Most experts with familiarity prescribing these regimens recommend using monophasic OCs to do this. This affords steady levels of hormones as well as eliminating confusion as to which pill in the cycle a woman is taking.
  • Fixed patterns may be "bi-cycling" (taking two 21-day packs continuously) followed by 3 to 7 days of a pill-free interval, "tri-cycling"(taking three 21-day packs continuously), or any other chosen "cycle." The key is not to allow, at any time, more than 7 days of a pill-free interval; fewer days of placebo pills are preferred.
  • Variable patterns allow a woman to use OCs continuously (for at least 3 weeks) until she spontaneously bleeds or spots, then to stop OCs and allow for a withdrawal bleed; this could be 2 to 7 days. The patient must understand that she should resume taking pills even if she is still bleeding.
  • Some experts recommend prescribing these patterns only after an OC user has been on OCs for 3 traditional cycles, to allow for the pills’ initial change on the uterine lining to stabilize.
  • A shortened pill-free interval can be achieved using desogestrel/ ethinyl estradiol and ethinyl estradiol tablets (Mircette), which has 21 active combined pills followed by 2 days off, followed by 5 days of ethinyl estradiol 10 mcg.
  • A combined OC (Seasonale) recently has received approval by the US Food and Drug Administration and is packaged as 84 active pills (0.03 mg [30 mcg] ethinyl estradiol/0.15 mg levonorgestrel.) followed by 7 days of placebo pills.
With the exception of this newly approved 84-day on/7-day off regimen, extended regimens are "off-label" uses of regular combination OCs. There is considerable published clinical experience with extended and continuous OC use. Until studies reporting the safety and efficacy of extended use are published, extended-use regimens will continue to be "experimental" for other combined hormonal methods, such as patches and rings. In October 2003, the Association of Reproductive Health Professionals (ARHP) plans to release results from a study on patient and provider perceptions about menstruation. In the meantime, additional related research from ARHP's recent clinical proceedings on extended regimen contraception may be accessed at www.arhp.org.


References
  1. Speroff L, Glass RH, Kase NG. Clinical Gynecologic Endocrinology and Infertility. 6th ed. Baltimore, Md: Lippincott Williams & Wilkins; 1999: 1063-1064.
  2. Loudon NB, Foxwell M, Potts DM, Guild AL, Short RV. Acceptability of an oral contraceptive that reduces the frequency of menstruation: the tri-cycle pill regimen. Br Med J. 1977; 2(6085):487-490.

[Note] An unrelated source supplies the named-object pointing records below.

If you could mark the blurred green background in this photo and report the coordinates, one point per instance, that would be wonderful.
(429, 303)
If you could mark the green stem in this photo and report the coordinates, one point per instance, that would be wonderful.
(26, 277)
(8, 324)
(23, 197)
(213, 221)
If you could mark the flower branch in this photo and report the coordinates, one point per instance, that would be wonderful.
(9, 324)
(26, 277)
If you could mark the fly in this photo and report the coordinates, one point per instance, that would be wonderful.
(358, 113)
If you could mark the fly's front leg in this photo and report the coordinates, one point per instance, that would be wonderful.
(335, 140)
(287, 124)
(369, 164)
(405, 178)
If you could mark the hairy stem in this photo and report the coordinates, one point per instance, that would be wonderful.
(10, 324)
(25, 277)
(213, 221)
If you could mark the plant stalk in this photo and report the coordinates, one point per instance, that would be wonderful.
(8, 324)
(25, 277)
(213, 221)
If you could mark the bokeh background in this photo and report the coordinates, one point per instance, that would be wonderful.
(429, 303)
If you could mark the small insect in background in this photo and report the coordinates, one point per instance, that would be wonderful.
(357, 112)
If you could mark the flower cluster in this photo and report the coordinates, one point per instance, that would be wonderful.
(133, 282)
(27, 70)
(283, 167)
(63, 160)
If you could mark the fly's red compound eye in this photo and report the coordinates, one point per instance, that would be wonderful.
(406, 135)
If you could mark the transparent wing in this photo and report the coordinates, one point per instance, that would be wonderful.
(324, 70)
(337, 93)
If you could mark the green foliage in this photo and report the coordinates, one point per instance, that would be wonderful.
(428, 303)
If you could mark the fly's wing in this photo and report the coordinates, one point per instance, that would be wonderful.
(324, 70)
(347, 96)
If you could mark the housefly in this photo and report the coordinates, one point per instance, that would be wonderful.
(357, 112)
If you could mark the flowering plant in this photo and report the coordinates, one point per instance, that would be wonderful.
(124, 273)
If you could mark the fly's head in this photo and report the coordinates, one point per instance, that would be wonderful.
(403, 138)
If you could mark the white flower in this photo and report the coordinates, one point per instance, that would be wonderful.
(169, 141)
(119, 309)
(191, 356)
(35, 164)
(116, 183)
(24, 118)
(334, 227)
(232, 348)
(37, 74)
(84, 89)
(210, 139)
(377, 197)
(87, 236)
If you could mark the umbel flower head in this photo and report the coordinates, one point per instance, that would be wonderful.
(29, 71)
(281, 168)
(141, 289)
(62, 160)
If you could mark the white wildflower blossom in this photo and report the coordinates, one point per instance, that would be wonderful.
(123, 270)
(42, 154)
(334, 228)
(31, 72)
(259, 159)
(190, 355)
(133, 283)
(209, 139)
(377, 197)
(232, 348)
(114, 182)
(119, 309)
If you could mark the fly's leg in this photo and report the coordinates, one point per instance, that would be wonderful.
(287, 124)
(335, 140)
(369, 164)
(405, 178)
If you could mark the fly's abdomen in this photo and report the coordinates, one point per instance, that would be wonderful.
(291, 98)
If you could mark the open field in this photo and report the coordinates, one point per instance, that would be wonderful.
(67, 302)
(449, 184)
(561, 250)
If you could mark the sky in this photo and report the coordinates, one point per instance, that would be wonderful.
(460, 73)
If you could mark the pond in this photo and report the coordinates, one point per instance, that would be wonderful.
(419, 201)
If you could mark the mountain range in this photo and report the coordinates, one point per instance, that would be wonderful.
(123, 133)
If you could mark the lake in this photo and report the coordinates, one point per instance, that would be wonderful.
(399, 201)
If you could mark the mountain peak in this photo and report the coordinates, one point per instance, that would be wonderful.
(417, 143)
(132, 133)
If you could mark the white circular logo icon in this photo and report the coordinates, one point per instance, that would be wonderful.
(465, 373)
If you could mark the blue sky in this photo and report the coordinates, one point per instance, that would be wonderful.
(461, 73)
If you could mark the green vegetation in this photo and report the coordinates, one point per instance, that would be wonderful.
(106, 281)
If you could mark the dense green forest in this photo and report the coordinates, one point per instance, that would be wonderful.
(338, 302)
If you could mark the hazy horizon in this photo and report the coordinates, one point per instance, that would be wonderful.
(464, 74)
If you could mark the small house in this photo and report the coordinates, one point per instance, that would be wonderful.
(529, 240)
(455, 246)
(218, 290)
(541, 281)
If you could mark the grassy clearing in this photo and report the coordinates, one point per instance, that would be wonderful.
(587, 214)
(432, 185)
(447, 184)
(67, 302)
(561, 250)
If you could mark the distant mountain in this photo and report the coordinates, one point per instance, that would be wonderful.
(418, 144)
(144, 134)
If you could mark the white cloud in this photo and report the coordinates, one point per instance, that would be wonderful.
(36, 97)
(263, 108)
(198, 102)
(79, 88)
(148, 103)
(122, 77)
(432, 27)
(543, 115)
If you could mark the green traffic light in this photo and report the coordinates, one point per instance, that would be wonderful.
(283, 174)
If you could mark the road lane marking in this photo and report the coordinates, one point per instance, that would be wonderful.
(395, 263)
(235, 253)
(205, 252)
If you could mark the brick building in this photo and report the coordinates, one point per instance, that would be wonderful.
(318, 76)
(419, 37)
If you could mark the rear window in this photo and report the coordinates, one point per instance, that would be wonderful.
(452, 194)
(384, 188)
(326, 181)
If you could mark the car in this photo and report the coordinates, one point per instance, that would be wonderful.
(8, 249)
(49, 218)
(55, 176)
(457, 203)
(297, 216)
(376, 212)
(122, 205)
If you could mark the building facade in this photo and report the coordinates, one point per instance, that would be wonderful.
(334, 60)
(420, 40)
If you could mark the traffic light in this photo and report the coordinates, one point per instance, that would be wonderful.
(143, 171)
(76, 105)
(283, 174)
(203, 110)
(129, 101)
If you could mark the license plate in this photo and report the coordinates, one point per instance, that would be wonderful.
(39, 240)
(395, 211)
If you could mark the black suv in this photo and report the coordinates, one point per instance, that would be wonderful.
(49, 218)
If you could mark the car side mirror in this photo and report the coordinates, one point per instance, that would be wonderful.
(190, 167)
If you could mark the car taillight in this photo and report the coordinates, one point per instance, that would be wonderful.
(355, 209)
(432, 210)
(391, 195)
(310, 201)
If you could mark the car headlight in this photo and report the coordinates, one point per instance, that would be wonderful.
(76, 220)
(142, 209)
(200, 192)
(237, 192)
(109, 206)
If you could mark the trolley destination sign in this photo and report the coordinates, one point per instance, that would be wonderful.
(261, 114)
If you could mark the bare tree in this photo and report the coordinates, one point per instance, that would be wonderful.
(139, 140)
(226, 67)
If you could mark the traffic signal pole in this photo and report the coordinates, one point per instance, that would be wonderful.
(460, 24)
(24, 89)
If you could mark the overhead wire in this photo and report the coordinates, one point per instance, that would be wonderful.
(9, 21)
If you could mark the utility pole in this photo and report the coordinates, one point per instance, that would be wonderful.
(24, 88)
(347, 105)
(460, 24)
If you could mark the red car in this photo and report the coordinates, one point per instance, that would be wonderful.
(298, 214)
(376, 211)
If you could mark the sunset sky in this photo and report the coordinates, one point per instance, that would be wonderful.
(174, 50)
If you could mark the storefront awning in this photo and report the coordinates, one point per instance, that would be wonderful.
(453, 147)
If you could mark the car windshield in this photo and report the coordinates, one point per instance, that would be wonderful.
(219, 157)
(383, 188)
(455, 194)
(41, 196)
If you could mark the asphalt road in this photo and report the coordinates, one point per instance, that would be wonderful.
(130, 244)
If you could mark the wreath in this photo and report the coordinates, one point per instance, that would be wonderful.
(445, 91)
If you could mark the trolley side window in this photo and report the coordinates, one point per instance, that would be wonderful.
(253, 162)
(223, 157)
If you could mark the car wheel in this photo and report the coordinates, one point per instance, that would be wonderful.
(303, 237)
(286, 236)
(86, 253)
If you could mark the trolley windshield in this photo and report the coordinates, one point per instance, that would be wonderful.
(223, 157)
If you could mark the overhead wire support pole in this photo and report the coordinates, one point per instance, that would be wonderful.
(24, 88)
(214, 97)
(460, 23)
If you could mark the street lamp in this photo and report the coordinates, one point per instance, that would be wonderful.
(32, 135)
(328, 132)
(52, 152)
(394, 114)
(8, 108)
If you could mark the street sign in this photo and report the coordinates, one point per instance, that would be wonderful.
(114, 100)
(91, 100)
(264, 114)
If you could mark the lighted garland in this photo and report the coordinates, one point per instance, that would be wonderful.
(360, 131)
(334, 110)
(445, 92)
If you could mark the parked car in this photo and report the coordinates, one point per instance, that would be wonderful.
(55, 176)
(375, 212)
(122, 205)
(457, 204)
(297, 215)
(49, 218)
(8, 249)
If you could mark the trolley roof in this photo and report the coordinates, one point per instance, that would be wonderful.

  3. Sulak PJ, Cressman BE, Waldrop E, Holleman S, Kuehl TJ. Extending the duration of active oral contraceptive pills to manage hormone withdrawal symptoms. Obstet Gynecol. 1997; 89(2):179-183.
  4. Sulak PJ, Scow RD, Preece C, Riggs MW, Kuehl TJ. Hormone withdrawal symptoms in oral contraceptive users. Obstet Gynecol. 2000;95(2):261-266.
  5. Miller L, Notter KM. Menstrual reduction with extended use of combined oral contraceptive pills: randomized controlled trial. Obstet Gynecol. 2001;98(5 Pt 1):771-778.